Carol Burnett, an executive with Alain Pinel Realtors in Saratoga, noted that in the first half of 2007 there were 60 houses sold for more than $2 million in that city. In all of 2006, she said, there were 76 such sales. "I attribute it to the economy of the valley," she said, adding that many local buyers are again using stock-option profits to boost their purchasing power.
Despite relative strength in some high-end communities, just 7,964 homes of all types – new and resale houses and condos – changed hands last month in the nine-county Bay Area, DataQuick said. That’s down 26.5 percent from June 2006, and the least in any June since 1995, when 7,780 homes sold.
The slowdown has been most drastic in lower-priced counties
In Solano County, for example, the median house price dropped nearly 12 percent, to $415,000, and sales of all homes fell 41.4 percent compared with June 2006.

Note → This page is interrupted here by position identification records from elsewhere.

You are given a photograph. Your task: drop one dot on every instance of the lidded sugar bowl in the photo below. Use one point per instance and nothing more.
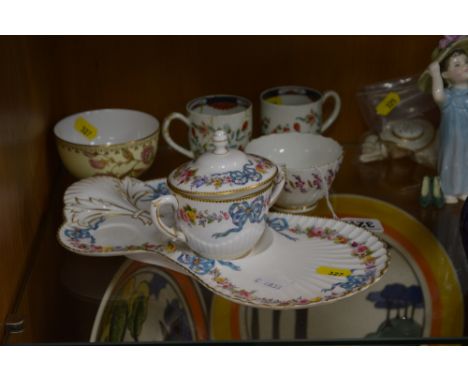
(220, 201)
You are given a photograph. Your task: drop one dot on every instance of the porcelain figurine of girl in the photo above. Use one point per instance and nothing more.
(449, 74)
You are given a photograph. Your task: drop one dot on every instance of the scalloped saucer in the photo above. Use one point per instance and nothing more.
(299, 261)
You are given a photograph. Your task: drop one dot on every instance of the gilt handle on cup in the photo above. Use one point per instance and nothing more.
(168, 138)
(171, 233)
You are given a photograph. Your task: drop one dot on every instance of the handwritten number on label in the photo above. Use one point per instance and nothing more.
(390, 101)
(338, 272)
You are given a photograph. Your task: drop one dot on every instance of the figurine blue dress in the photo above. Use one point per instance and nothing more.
(453, 149)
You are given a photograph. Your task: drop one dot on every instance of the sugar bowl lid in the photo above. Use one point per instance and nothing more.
(222, 172)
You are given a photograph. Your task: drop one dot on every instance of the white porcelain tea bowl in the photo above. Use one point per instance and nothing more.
(115, 142)
(220, 200)
(310, 163)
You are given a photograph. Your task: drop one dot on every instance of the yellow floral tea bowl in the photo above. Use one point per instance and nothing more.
(116, 142)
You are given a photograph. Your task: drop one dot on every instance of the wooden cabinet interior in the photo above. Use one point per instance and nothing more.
(46, 78)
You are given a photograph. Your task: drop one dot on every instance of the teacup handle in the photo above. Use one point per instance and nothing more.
(279, 181)
(171, 233)
(167, 136)
(336, 109)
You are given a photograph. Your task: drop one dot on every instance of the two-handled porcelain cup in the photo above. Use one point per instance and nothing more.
(297, 109)
(220, 201)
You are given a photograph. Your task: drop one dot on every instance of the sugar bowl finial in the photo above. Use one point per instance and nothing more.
(220, 142)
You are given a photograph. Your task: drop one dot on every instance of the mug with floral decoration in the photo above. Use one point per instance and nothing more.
(220, 201)
(207, 114)
(296, 109)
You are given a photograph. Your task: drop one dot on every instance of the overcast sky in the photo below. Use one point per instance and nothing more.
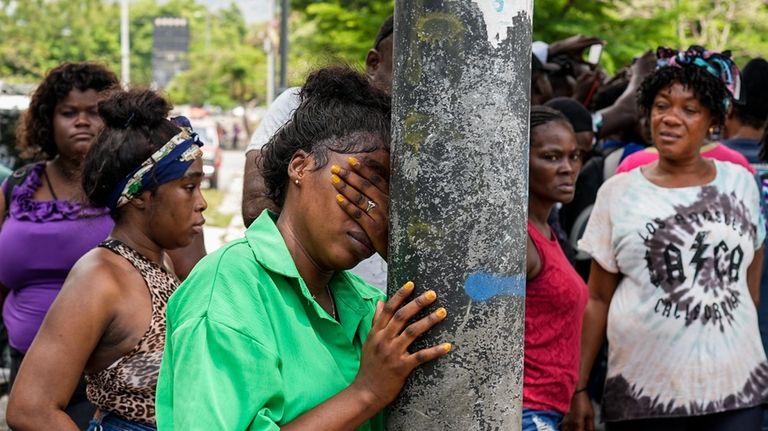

Buyers don’t want to purchase while prices are falling, so the problem for sellers worsens. Even those who do wish to buy are hampered by the reduced availability of no-down-payment loans for first-time home buyers, a consequence of problems in the subprime lending business. The reduced demand is driving down values.

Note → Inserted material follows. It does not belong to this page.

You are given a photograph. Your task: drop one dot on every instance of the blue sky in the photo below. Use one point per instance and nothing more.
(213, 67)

Many prospective buyers are staying renters for now, increasing demand for rental units. Figures released Wednesday by RealFacts, of Novato, show rents rose 11 percent in the San Jose metro area in the second quarter compared with the same period last year, for example.
Key numbers: Valley homes
$791,000: June median price of a resale house in Santa Clara County, up 2.7 percent year over year
22 percent: Drop in June house sales in the county
36: Days of unsold inventory in Mountain View, Los Altos and Palo Alto as of Wednesday
389: Days of unsold inventory in East Valley, Central San Jose and South San Jose as of Wednesday
Sources: DataQuick; Richard Calhoun of Creekside Realty
June house sales volume, median price by county
Median prices of previously owned single-family houses rose in most Bay Area counties last month compared with June 2006, but fell in Solano and Napa counties. For the 29th consecutive month, overall sales in the nine-county region were down compared with a year earlier.
County | No. sold | Change | Median price | Change
Alameda | 1,016 | -30.0% | $660,000 | 1.5%
Contra Costa | 909 | -35.5% | $642,500 | 4.5%
Marin |264 | -14.3% | $1,125,000 | 16.0%
Napa | 94 | -15.3% | $580,000 | -1.6%
San Francisco | 307 | -20.9% | $868,000 | 5.3%
San Mateo | 563 | -22.7% | $905,000 | 10.2%
Santa Clara | 1,366 | -22.2% | $791,000 | 2.7%
Solano | 333 | -44.8% | $415,000 | -11.7%
Sonoma | 384 | -29.8% | $600,000 | 0.2%
Santa Cruz | 196 | -20.3% | $739,000 | -1.5%
Bay Area total | 5,236 | -28.3% | $738,000 | 6.5%
Santa Clara Cty. condos | 497 | -16.9% | $530,000 | 6.0%
Bay Area condos | 1,537 | -23.9% | $530,000 | 6.0%
Santa Cruz County is not included in Bay Area totals. Data is based on completed sales of previously owned single-family houses or condos as recorded by counties in June 2007.